Why the A-/BBB+ boundary?
For most traditional reinsurers a credit rating from one of the main agencies remains a business requirement. And in many markets that rating needs to be A- or higher, at least if the reinsurer is going to be shown the kind of business it really wants.
But this binary use of ratings (A- and better is OK, below A- is not) has never really made sense, according to Stuart Shipperlee, head of analysis at Litmus Analysis.
The credit markets differentiate between investment grade (BBB- and higher) and non-investment grade (‘junk’ or ‘high-yield’, BB+ or lower) but with far less absolute distinction, Shipperlee explained.
“Some bond investors can’t hold paper that carries a lower rating, many might limit the amount they hold, but bond pricing across the BBB-/BB+ boundary suggests at least a reasonable degree of credit market risk/reward coherence,” he said.
“By contrast the reinsurance market treatment of the A-/BBB+ boundary is out of all proportion to its real meaning.”
But, Shipperlee noted, there is another way to think about this.
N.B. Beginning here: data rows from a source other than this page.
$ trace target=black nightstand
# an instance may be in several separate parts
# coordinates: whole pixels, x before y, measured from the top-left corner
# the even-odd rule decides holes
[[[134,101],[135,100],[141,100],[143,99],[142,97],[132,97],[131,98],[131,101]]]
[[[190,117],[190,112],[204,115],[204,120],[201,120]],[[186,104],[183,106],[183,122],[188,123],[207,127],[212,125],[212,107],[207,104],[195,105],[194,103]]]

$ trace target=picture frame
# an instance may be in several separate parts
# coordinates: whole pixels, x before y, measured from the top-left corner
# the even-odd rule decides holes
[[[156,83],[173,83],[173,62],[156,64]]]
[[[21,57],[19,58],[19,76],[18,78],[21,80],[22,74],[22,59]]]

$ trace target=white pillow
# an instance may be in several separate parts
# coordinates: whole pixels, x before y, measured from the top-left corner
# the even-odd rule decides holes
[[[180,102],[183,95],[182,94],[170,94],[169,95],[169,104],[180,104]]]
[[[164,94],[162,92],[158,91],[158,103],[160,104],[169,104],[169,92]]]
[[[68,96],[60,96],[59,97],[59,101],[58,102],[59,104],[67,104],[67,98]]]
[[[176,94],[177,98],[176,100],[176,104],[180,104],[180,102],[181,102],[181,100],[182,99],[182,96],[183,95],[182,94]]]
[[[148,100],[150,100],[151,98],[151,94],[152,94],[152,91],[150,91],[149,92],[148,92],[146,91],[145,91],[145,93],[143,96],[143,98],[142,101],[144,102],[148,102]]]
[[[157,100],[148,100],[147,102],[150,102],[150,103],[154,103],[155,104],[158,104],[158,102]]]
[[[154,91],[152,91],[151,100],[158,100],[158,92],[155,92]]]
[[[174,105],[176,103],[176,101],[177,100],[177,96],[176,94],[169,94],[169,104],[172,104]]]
“That is to focus on the historical frequency with which organisations with a given rating have defaulted. While none of the most globally active agencies in reinsurance (AM Best, Fitch, Moody’s and S&P Global) define their ratings in terms of expected default rates, all publish extensive ‘default studies’ about the histories of these by rating level,” he said.
Default means non-payment of obligations on time and in full as a consequence of financial duress.